Читаем Один год полностью

Лапшин купил торт, Ханин пирожков и еще чего-то "грызть". Катерина Васильевна открыла окно, накинула на плечи теплый платок, и все втроем они долго молчали, глядя на смутные кроны Таврического сада, на сиреневое, холодное небо, на огни автомобилей. Потом Ханин взял гитару, вопросительно взглянул на Балашову и погодя осведомился:

- Ну?

Катерина Васильевна помедлила, потом встряхнула головой и запела негромко, низким голосом:

Заводы, вставайте! Шеренги смыкайте!

На битву шагайте, шагайте, шагайте.

Проверьте прицел, заряжайте ружье,

На бой, пролетарий, за дело свое...

Басовые струны гитары были едва слышны, и негромкий голос Балашовой брал за душу, привычные слова лозунгов приобретали новый, исполненный огромной внутренней силы смысл, и как-то яснее, понятнее становилось то, что происходило нынче на земле:

Товарищи в тюрьмах, в застенках холодных!

Вы с нами, вы с нами, хоть нет вас в колоннах:

Не страшен нам белый фашистский террор

Все страны охватит восстанья костер...

Лапшин сидел, подперши лицо ладонью, и вглядывался в Балашову, а она, тихо радуясь, что он не знает эту песню, пела ему, словно бы рассказывая:

Огонь ленинизма нам путь освещает,

На штурм капитала весь мир поднимает

Два класса столкнулись в последнем бою.

Товарищ! Борись за свободу свою!

- Кто это написал? - спросил Лапшин.

- Не знаю, - ответила Катерина Васильевна. - А пел Эрнст Буш. У него много песен, неужели вы не слышали? И человек он замечательный. Сам слесарь, удивительный актер, певец-антифашист. Его всегда ловят, а он поет и скрывается, а потом опять поет на митингах, на собраниях, на демонстрациях...

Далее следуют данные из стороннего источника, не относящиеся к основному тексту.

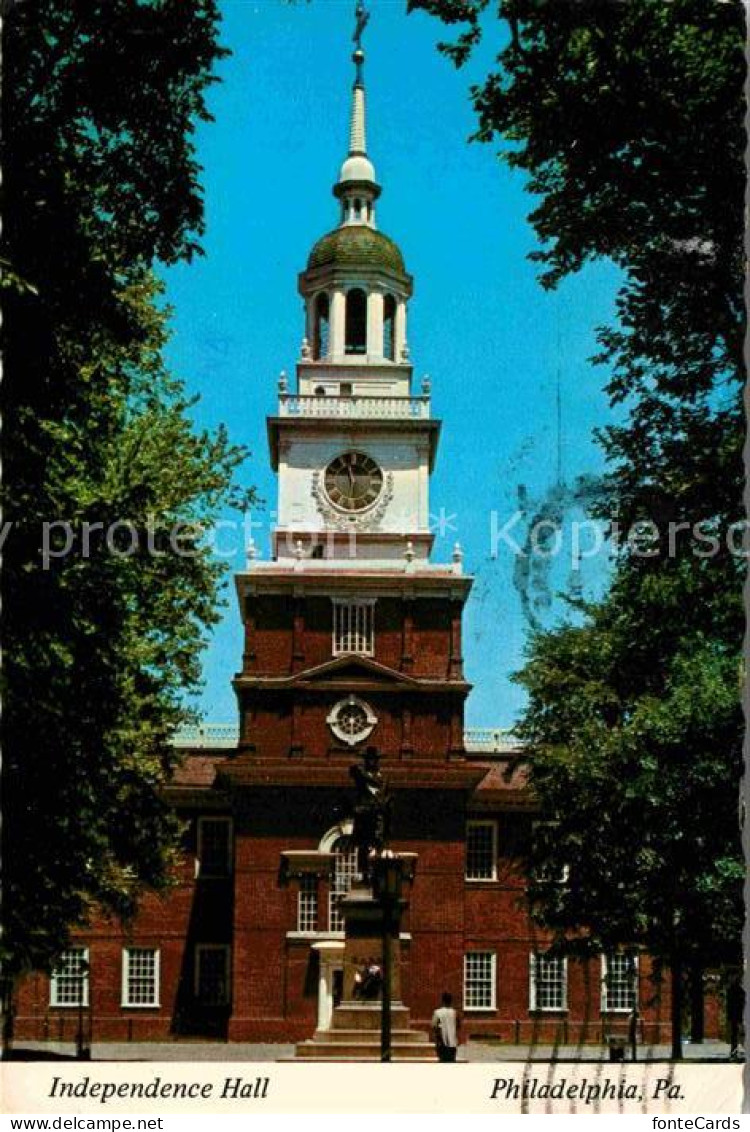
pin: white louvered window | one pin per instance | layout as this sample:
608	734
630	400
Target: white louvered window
344	873
481	850
619	980
69	985
548	982
353	627
140	977
480	980
307	905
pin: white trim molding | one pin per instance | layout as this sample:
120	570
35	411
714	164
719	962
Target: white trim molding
475	824
472	982
534	959
216	872
128	955
70	972
203	949
628	957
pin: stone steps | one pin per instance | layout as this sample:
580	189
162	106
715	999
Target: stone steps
367	1051
338	1034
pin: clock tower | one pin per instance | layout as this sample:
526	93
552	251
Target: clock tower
352	633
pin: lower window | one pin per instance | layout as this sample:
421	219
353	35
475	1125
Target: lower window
548	983
619	980
213	974
69	985
480	980
140	977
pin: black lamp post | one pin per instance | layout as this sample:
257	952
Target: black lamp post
387	885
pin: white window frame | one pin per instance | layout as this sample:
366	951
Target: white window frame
54	988
336	891
358	629
474	823
533	987
157	979
200	871
201	949
308	891
493	976
563	874
605	971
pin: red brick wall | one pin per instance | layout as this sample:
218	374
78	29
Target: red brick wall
274	643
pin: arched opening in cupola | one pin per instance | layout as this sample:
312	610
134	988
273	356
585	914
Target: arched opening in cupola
389	328
356	322
321	327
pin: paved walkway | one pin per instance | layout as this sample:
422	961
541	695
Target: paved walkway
272	1052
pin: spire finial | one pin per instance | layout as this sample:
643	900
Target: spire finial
362	16
356	186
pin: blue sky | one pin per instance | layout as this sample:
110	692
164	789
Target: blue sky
494	343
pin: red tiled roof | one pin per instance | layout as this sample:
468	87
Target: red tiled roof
198	770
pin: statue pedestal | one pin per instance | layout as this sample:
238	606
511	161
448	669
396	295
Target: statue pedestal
372	926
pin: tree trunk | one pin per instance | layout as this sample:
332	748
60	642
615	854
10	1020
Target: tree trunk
697	1011
677	1008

Помолчала и с грустью добавила:

- Вот это актер! Не то что кривляться и выламываться в чужих ролях.

И предложила:

- "Болотных солдат" еще споем, хорошо, Давид Львович?

Эту песню она пела по-немецки, в голосе ее слышались и гнев, и отчаяние, и надежда, а Ханин потихоньку переводил:

Как уйти от часового?

Как дожить жизнь?

Пуля за слово и за взгляд,

За побег тоже пуля.

Мы болотные солдаты

И все-таки уйдем из проклятых болот...

Помолчав, Катерина Васильевна сказала:

- Потом Буш был в Испании, пел там республиканцам и сражался, а теперь неизвестно. Ах, какой человек... Если он жив и вернется к нам, мы обязательно пойдем его слушать, ладно, Иван Михайлович?

- Пойдем! - с радостью согласился Лапшин.

Катерина Васильевна опять запела негромко, прижав руки к груди и глядя мимо Лапшина печальными, круглыми глазами, а Лапшин думал про наступающие трудные времена, про неизбежность, неотвратимость войны и про то, что без Катерины Васильевны ему просто невозможно жить. Невозможно и глупо. Так глупо, что, по всей вероятности, рано или поздно он не выдержит и скажет Балашовой о том, что любит ее и что без нее ему немыслимо жить. Возьмет, наберется смелости и скажет:

- Совершенно невозможно!

Или не скажет? Вернее всего, что не решится. Так живешь помаленьку и хоть надеешься на что-то, а когда Катя предложит оставаться хорошими друзьями, надеяться станет совсем не на что...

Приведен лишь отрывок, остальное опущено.